Even the most “fearless” people I have known, admit they are too often victims of their own fears. Using myself as an example, there are times when I speak and shouldn’t or when I don’t speak and I should, because of fear of ridicule or rejection. We all have fears, and through the process of maturing, we must learn to deal with them or we squander the opportunity we all have to be free from them.
It is not intuitive, but it is futile to seek peace and rest by working hard to annihilate tenacious fear. The only “work” we can do is to accept and unwrap the gift of peace, and realize we are incapable of making it for ourselves.
Sometimes it is easier to deny or push through a fear because denial is easier than the cure. Amazingly, peace is available to all of us... at any time... in any circumstance, just for the taking! If you don’t believe this, consider stories of people who seem to have “irrational” peace in terrible circumstances (jail, sickness, isolation, needs...). We know peace is attainable because we observe some who have found it. On the other hand, there are those who seem to live and die with no peace at all – continual tragedies with no happy ending.

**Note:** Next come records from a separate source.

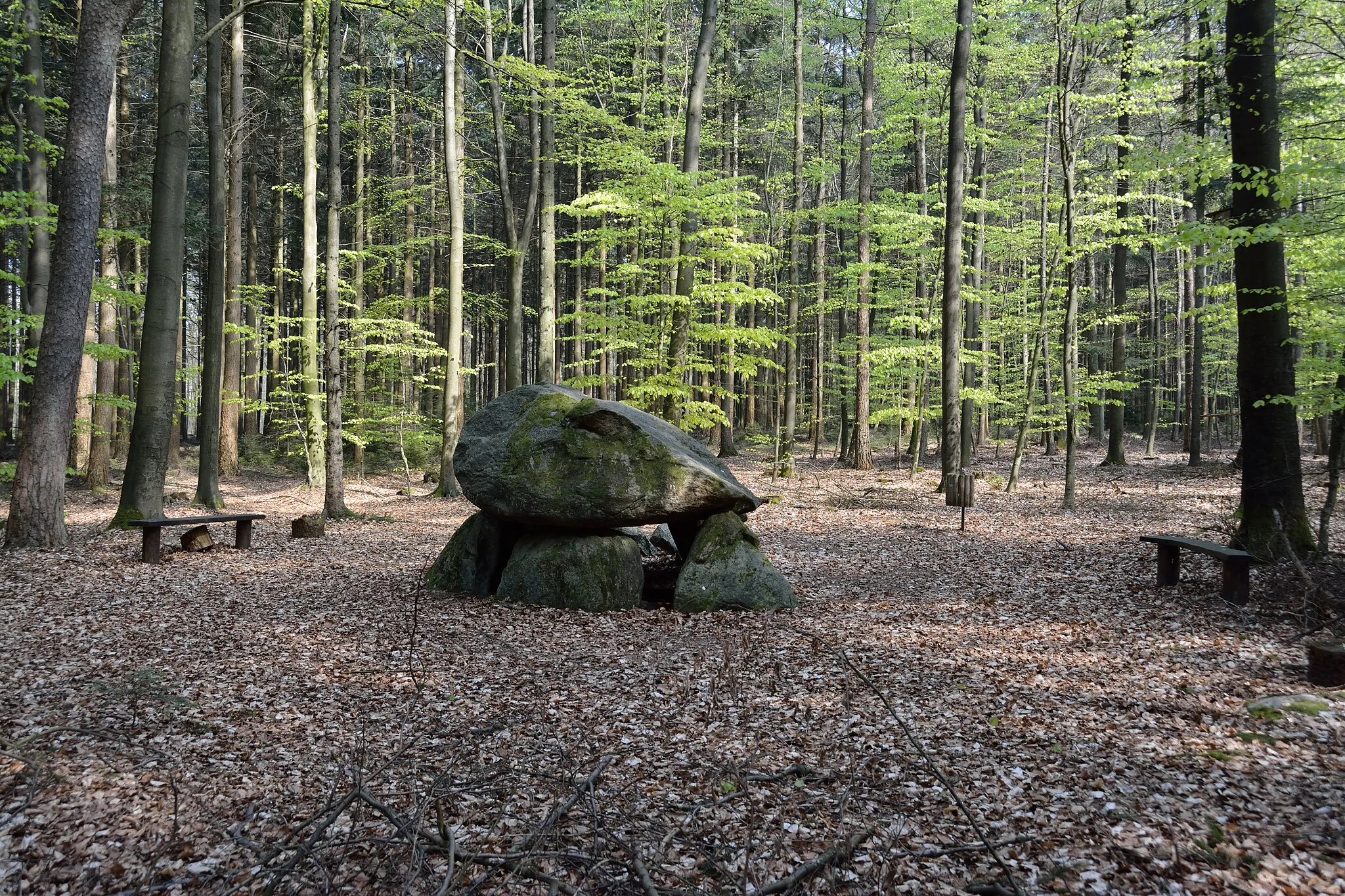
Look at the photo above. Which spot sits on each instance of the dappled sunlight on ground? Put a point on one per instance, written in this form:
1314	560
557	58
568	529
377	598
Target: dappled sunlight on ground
1097	720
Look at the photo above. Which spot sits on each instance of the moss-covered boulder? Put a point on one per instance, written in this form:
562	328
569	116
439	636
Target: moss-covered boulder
474	558
725	570
548	456
594	572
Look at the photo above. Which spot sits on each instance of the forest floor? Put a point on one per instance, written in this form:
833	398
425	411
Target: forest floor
307	717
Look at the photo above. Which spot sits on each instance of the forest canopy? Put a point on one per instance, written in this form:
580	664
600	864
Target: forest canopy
362	223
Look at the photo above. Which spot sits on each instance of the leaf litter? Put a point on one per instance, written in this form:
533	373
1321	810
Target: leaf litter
307	717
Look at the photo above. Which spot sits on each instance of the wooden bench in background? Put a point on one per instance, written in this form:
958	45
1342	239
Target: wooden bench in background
151	545
1237	563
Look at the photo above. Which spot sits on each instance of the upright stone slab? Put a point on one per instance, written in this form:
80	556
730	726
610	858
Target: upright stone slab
474	558
594	572
548	456
725	570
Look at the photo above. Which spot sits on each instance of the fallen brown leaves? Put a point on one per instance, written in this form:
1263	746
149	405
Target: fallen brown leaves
305	717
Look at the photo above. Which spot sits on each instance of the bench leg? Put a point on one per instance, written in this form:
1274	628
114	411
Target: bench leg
1169	565
1238	582
151	548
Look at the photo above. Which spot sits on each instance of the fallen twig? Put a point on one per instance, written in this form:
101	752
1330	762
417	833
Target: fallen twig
834	856
925	754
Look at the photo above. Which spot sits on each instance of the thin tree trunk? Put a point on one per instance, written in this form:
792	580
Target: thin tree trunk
681	324
1274	519
35	125
456	227
233	391
546	312
358	277
105	410
791	347
213	313
862	445
1200	272
313	423
1066	62
950	448
1334	461
1121	254
334	490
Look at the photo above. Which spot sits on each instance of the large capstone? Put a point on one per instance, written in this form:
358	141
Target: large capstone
725	570
474	558
594	572
548	456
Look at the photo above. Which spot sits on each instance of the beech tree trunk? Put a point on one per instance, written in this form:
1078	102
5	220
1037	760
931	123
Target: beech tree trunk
681	323
950	446
104	409
231	409
334	492
1274	521
314	429
546	276
213	314
1121	255
38	278
791	347
456	227
37	507
862	444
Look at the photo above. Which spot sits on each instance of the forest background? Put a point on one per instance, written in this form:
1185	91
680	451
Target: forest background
825	227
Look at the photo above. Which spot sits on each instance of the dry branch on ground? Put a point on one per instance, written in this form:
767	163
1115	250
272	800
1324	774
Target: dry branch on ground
304	716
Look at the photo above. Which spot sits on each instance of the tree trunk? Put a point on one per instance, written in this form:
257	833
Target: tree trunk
1121	255
233	393
105	410
681	324
456	227
35	125
314	430
82	429
546	313
862	446
1274	521
37	507
791	347
213	313
334	490
1200	272
1067	47
950	446
1334	461
358	277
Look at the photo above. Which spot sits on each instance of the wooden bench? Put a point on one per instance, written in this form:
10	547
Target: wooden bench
1237	563
151	548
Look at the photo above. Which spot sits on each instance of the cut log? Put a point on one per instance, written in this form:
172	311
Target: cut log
959	489
310	526
197	539
1327	662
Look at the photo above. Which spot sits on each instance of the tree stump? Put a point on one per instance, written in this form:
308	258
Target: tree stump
197	539
959	489
310	526
1327	662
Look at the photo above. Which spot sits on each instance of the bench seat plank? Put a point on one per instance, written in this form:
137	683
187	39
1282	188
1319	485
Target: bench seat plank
151	550
1201	547
1237	581
195	521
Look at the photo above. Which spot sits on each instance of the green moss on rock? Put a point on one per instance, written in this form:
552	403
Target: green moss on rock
549	456
725	570
595	572
474	558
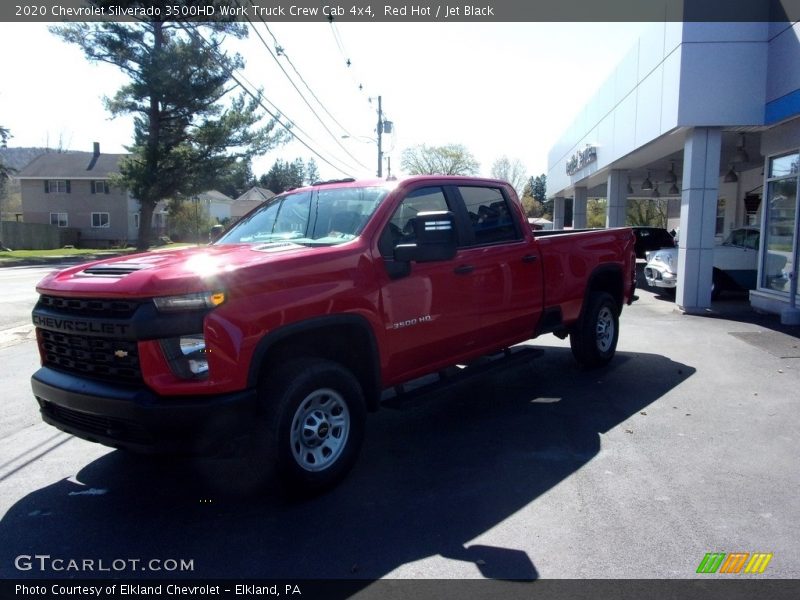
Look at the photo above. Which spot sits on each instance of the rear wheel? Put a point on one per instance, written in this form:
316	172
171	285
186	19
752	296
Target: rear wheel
594	338
313	423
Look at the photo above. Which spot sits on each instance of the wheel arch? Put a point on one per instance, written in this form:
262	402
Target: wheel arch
609	279
345	339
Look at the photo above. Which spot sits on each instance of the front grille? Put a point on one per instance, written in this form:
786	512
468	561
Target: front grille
98	358
118	429
115	309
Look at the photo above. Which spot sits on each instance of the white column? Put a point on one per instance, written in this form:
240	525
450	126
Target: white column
579	208
617	208
558	212
698	219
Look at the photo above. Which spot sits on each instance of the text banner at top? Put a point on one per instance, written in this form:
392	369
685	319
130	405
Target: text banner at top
402	11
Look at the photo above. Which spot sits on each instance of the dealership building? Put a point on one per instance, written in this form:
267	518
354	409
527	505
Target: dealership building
704	117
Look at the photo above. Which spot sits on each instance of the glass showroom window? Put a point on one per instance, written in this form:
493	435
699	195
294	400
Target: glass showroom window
780	223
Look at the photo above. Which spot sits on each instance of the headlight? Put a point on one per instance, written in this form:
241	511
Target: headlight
199	301
663	257
187	356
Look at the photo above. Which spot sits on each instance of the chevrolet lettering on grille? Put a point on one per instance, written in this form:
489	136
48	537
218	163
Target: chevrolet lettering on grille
76	326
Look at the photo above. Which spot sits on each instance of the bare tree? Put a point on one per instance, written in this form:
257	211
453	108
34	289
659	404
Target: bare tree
512	171
453	159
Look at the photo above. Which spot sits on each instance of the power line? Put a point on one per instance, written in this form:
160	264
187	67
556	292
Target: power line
258	99
335	138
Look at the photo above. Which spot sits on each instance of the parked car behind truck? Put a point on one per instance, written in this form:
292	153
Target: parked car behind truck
735	264
287	329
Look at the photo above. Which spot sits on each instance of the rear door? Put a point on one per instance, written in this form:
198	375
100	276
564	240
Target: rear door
429	311
501	266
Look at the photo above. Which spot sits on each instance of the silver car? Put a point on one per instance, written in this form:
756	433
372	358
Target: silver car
735	264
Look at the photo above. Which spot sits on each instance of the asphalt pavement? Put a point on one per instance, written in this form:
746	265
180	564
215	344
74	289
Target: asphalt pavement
685	445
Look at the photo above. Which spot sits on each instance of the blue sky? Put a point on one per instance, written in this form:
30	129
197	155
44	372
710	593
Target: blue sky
497	88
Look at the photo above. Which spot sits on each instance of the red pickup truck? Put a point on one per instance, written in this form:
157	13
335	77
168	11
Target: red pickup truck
289	328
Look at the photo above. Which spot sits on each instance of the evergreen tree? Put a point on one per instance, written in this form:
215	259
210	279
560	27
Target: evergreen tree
284	176
188	132
453	159
312	172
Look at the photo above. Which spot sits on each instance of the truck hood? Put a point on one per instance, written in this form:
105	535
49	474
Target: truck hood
169	272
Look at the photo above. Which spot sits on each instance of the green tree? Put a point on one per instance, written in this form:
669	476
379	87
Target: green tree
188	131
5	171
596	209
648	212
531	206
238	180
452	159
512	171
539	192
188	221
284	176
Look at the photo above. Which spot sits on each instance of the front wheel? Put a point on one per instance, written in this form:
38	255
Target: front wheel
594	337
314	418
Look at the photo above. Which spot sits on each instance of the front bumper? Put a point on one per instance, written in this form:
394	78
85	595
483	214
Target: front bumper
660	278
137	419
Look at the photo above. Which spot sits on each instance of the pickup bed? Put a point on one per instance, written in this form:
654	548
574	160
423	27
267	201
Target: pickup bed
286	331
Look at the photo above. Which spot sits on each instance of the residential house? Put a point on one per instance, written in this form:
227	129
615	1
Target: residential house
217	205
73	190
252	198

Like love and joy, peace is not a commodity. None of them can be bought or sold even though we often try with counterfeit cures. Personal peace is a priceless gift. Peace is free. Yet ironically, it will cost you everything. In particular, it will cost every ounce of your pride. For some, the price – the surrender of autonomy – is considered too much. We are indeed utterly free to decide individually if the price of owning peace is worth it or not.

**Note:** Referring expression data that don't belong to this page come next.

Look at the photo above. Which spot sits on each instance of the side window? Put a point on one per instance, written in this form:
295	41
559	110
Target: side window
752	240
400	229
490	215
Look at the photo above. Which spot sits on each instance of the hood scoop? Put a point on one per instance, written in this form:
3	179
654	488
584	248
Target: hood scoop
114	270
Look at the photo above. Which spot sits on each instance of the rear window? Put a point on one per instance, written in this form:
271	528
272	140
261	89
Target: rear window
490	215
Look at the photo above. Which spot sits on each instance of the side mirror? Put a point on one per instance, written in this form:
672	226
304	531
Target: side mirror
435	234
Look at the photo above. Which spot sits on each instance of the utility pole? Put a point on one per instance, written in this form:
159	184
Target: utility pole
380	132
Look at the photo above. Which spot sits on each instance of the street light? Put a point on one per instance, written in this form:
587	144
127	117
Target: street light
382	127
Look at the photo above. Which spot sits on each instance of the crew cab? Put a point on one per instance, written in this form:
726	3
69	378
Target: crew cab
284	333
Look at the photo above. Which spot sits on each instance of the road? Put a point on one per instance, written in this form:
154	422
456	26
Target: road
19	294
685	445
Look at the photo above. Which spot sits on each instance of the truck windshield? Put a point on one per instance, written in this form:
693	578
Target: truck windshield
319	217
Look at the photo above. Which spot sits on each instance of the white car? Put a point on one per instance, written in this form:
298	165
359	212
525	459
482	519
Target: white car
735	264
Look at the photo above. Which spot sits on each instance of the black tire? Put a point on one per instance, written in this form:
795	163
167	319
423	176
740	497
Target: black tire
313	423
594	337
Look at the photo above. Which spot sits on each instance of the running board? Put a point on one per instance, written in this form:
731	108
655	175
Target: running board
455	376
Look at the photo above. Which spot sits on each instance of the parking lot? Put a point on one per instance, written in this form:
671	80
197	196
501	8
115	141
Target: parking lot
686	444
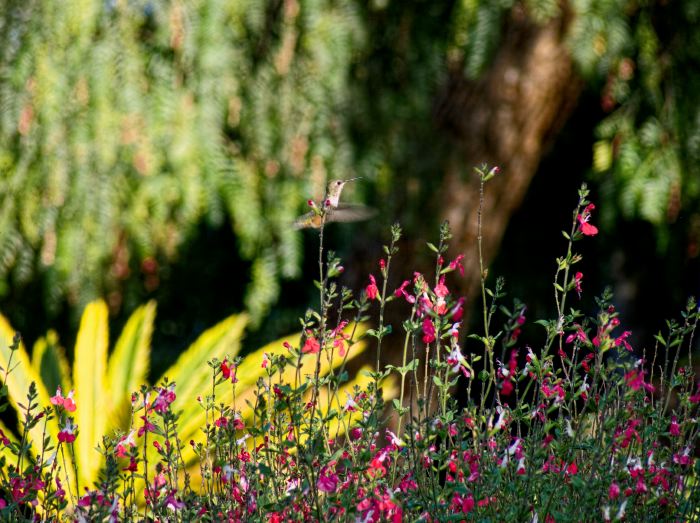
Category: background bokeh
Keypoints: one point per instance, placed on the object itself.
(162, 149)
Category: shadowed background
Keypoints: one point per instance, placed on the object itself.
(156, 149)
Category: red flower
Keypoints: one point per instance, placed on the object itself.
(675, 428)
(229, 371)
(401, 291)
(577, 283)
(371, 290)
(327, 481)
(457, 264)
(428, 331)
(614, 491)
(311, 346)
(67, 403)
(67, 433)
(586, 228)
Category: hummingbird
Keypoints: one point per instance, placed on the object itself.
(331, 210)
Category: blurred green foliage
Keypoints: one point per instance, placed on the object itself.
(126, 125)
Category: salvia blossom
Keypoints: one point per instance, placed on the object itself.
(578, 277)
(66, 403)
(311, 346)
(428, 331)
(401, 291)
(371, 290)
(584, 226)
(67, 433)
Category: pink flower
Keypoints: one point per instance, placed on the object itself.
(441, 289)
(614, 490)
(67, 403)
(228, 371)
(579, 335)
(164, 399)
(622, 340)
(577, 283)
(126, 441)
(401, 291)
(311, 346)
(586, 228)
(635, 380)
(458, 310)
(371, 290)
(675, 429)
(67, 433)
(327, 481)
(457, 264)
(428, 331)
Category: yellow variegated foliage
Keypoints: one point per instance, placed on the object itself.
(21, 374)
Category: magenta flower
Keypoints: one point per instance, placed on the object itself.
(164, 399)
(311, 346)
(67, 433)
(67, 403)
(584, 226)
(428, 331)
(401, 291)
(327, 481)
(371, 290)
(577, 283)
(675, 429)
(126, 441)
(457, 264)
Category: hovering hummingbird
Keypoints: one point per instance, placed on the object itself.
(332, 210)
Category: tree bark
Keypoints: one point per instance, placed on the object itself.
(508, 117)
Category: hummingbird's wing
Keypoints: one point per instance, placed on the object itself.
(346, 212)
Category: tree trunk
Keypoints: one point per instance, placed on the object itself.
(508, 117)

Christmas is the marvelous announcement that peace has been made available to every person on Earth. But each person has to make their own choice to accept this free-to-all-with-the-highest-cost-ever gift. Those who do choose this gift contribute much to society! Those who have inner peace are fun to be around. They laugh easily and a lot, they rarely grumble or gossip, they don’t get offended easily and often are the first to help and encourage people with hurts. If anyone wants peace, the source is proclaimed in the Christmas message, hidden behind our frenzied celebrations. If you doubt me, research for yourself the real meaning of Christmas, and you will find the only thing between you and peace is your choice to “buy in” or not.

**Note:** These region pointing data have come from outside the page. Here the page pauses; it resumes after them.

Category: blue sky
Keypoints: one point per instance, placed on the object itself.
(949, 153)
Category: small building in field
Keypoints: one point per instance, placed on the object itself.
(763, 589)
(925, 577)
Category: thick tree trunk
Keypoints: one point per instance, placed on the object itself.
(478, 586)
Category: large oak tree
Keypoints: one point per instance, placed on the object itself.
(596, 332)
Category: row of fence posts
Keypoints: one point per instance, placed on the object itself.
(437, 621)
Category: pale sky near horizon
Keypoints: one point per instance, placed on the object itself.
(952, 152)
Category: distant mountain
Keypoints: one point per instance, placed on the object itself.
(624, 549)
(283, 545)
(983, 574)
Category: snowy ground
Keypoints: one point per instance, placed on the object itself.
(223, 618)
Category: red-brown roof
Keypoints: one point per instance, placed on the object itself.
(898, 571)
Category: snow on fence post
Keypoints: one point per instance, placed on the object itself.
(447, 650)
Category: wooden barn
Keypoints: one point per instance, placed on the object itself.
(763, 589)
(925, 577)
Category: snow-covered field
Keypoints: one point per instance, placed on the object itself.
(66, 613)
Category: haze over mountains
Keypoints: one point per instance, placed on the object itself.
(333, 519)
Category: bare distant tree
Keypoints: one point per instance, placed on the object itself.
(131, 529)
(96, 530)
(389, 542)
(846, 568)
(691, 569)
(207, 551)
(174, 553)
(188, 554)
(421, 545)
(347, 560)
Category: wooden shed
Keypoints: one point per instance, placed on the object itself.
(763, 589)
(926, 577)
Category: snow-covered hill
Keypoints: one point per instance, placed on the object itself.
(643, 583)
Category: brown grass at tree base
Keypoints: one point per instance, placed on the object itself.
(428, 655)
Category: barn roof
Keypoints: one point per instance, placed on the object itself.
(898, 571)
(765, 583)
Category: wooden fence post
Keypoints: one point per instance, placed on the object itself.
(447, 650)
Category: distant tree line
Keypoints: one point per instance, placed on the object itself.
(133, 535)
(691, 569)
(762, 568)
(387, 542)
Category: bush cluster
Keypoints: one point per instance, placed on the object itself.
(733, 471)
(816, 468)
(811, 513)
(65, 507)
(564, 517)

Several thousand years ago, a child’s birth was proclaimed by angels who proclaimed the child’s name to be the Prince of Peace! “Glory to God in the highest heaven, and peace on earth...” (Luke 2:14) Even long before that first Christmas, He was named as the Prince of Peace. “And He will be called, Wonderful Counselor, Mighty God, Everlasting Father, Prince of Peace.” (Isaiah 9:6)
You can find countless scriptures confirming that God the Father has provided peace for every person in the world. He proclaimed this gift through the birth of His Son, Jesus Christ. He also revealed how to get peace, “[They have] perfect peace, those whose minds are steadfast, because they trust in You.” (Isaiah 26:3)
Many have a visceral reaction to the name of Jesus Christ; sadly, this reaction obscures the best ever Christmas present - peace.
If you are newly interested in peace, listen and actually consider the words of traditional Christmas carols. At the very least, consider this quote from Dr. Seuss’ well-known, The Grinch Who Stole Christmas: “It came without ribbons. It came without tags. It came without packages, boxes or bags. And he puzzled and puzzled ‘til his puzzler was sore. Then the Grinch thought of something he hadn’t before. ‘What if Christmas,’ he thought, ‘doesn’t come from a store? What if Christmas, perhaps, means a little bit more?’”
Merry Christmas to you, and may you find peace this Christmas season.